Inform patients that OLUMIANT may affect certain lab tests, and that blood tests are required before and during OLUMIANT treatment [see Warnings and Precautions (5.7)].

Lactation

Advise a woman not to breastfeed during treatment with OLUMIANT [see Use in Specific Populations (8.2)].

07/08/2020 (SUPPL-2)

Approved Drug Label (PDF)

5 Warnings and Precautions

5.7 Hypersensitivity

(New subsection added)

Reactions such as angioedema, urticaria, and rash that may reflect drug hypersensitivity have been observed in patients receiving OLUMIANT, including serious reactions. If a serious hypersensitivity reaction occurs, promptly discontinue OLUMIANT while evaluating the potential causes of the reaction [see Adverse Reactions (6.2)].

6 Adverse Reactions

6.2 Postmarketing Experience

(New subsection added)

The following adverse reactions have been identified during post-approval use of OLUMIANT. Because these reactions are reported voluntarily from a population of uncertain size, it is not always possible to reliably estimate their frequency or establish a causal relationship to drug exposure.

Immune System Disorders: Drug hypersensitivity (events such as rash, urticaria, and angioedema have been observed) [see Warnings and Precautions (5.7)].

17 PCI/PI/MG (Patient Counseling Information/Patient Information/Medication Guide)

MEDICATION GUIDE

(Additions underlined)

What is the most important information I should know about OLUMIANT?

 OLUMIANT may cause serious side effects, including:

6.   Allergic Reactions.

Symptoms such as rash, swelling of your lips, tongue, or throat, or hives (raised, red patches of skin that are often very itchy) that may mean you are having an allergic reaction have been seen in patients taking OLUMIANT. Some of these reactions were serious. If any of these symptoms occur while you are taking OLUMIANT, stop taking OLUMIANT and call your healthcare provider right away.

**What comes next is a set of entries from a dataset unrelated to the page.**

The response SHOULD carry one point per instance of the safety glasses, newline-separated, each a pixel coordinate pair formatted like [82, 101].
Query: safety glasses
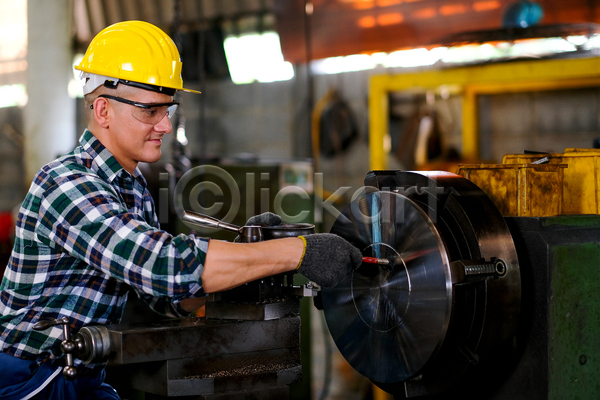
[148, 113]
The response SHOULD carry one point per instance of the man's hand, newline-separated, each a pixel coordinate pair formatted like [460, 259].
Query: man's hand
[264, 219]
[328, 258]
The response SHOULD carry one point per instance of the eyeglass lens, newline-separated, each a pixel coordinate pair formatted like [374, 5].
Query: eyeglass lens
[153, 115]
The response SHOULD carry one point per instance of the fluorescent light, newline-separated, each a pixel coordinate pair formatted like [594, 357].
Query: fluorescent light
[256, 57]
[13, 95]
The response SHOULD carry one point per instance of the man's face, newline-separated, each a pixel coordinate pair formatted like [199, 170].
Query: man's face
[131, 140]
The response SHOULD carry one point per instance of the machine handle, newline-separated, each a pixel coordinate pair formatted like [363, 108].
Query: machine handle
[67, 345]
[209, 222]
[248, 234]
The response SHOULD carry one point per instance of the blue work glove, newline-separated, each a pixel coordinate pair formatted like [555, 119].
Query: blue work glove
[328, 258]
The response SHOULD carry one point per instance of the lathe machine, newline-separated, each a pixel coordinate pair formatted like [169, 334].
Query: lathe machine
[469, 303]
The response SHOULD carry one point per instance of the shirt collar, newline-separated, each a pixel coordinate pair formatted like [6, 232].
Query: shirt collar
[107, 165]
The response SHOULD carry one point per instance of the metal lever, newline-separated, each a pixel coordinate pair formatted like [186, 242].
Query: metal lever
[248, 234]
[67, 345]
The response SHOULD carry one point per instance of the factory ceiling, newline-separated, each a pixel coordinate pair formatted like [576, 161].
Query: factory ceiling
[325, 28]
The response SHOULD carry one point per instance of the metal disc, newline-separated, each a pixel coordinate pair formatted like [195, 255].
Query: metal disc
[388, 321]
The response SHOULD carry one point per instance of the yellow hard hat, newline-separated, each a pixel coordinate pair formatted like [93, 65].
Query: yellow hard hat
[135, 53]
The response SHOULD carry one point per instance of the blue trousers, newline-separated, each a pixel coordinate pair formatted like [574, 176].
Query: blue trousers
[24, 380]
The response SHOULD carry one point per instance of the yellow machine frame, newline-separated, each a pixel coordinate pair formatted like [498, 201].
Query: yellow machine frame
[521, 76]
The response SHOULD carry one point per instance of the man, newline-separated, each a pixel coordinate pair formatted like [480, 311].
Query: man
[87, 229]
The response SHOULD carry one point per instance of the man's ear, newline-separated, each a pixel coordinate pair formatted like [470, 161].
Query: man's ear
[101, 112]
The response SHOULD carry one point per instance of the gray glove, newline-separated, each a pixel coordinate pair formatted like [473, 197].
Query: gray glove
[328, 258]
[264, 219]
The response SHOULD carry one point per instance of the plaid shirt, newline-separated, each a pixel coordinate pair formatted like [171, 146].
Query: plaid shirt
[87, 231]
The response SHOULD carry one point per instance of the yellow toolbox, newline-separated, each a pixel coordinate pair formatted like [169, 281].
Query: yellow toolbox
[581, 184]
[522, 190]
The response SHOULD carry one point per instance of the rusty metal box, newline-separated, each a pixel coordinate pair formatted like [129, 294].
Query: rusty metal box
[519, 190]
[581, 186]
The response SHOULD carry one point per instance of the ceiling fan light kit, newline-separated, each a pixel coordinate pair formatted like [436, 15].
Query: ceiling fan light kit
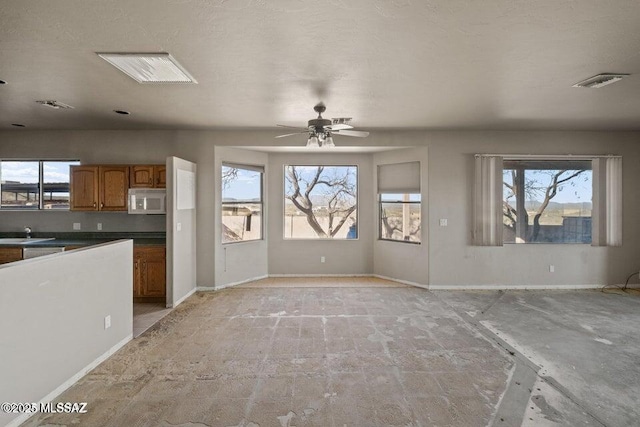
[320, 129]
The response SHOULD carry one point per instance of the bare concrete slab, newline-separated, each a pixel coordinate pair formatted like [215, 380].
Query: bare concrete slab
[329, 356]
[585, 344]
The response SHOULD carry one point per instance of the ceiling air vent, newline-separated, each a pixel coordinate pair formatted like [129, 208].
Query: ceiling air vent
[600, 80]
[149, 67]
[55, 104]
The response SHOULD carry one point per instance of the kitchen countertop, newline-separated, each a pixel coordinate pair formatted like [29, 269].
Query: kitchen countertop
[84, 239]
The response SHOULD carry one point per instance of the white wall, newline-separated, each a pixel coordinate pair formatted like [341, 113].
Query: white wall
[52, 312]
[451, 258]
[353, 256]
[455, 262]
[398, 260]
[239, 262]
[181, 230]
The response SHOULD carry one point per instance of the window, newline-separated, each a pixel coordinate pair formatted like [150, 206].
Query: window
[547, 201]
[35, 184]
[241, 203]
[320, 202]
[400, 216]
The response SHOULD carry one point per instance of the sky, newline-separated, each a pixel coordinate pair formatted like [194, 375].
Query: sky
[245, 187]
[580, 191]
[307, 173]
[27, 172]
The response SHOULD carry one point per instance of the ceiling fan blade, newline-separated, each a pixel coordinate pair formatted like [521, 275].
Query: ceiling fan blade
[291, 134]
[338, 126]
[291, 127]
[358, 133]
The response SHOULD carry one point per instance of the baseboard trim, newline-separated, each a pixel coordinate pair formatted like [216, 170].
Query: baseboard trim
[404, 282]
[509, 287]
[321, 275]
[229, 285]
[181, 300]
[71, 381]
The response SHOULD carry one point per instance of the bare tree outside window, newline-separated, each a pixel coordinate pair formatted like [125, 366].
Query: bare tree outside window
[547, 201]
[320, 202]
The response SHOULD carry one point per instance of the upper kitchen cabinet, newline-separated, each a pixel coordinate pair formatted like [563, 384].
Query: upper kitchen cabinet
[114, 187]
[160, 172]
[83, 188]
[148, 176]
[99, 188]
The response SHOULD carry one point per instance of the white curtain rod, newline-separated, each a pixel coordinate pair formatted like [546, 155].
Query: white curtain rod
[549, 157]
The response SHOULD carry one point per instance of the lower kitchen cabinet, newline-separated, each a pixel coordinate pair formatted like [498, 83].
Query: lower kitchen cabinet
[149, 273]
[10, 255]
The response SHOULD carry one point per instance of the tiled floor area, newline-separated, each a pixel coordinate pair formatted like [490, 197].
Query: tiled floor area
[274, 355]
[146, 315]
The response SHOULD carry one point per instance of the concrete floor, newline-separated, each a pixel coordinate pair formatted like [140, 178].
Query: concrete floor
[373, 356]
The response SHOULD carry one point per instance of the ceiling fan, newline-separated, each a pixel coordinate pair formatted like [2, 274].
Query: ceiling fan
[320, 129]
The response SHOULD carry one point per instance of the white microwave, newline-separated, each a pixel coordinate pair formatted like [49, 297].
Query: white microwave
[147, 201]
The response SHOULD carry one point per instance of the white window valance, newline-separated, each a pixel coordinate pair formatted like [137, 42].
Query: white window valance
[399, 178]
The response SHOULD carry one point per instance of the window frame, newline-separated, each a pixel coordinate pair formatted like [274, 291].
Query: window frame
[380, 216]
[284, 203]
[41, 183]
[247, 167]
[555, 164]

PATIENT COUNSELING INFORMATION

(Additions underlined)

Malignancies and Lymphoproliferative Disorders

Inform patients that OLUMIANT may increase their risk of developing lymphomas and other malignancies, including of the skin. Instruct patients to inform their healthcare provider if they have ever had any type of cancer [see Warnings and Precautions (5.2)].

10/08/2019 (SUPPL-1)

Approved Drug Label (PDF)

8 Use in Specific Populations

8.7 Renal Impairment

Additions and/or revisions underlined:
Renal function was found to significantly affect baricitinib exposure. The recommended dose of OLUMIANT in patients with moderate renal impairment (estimated glomerular filtration rate (GFR) between 30 and 60 mL/min/1.73 m2) is 1 mg once daily. OLUMIANT is not recommended for use in patients with severe renal impairment (estimated GFR of less than 30 mL/min/1.73 m2).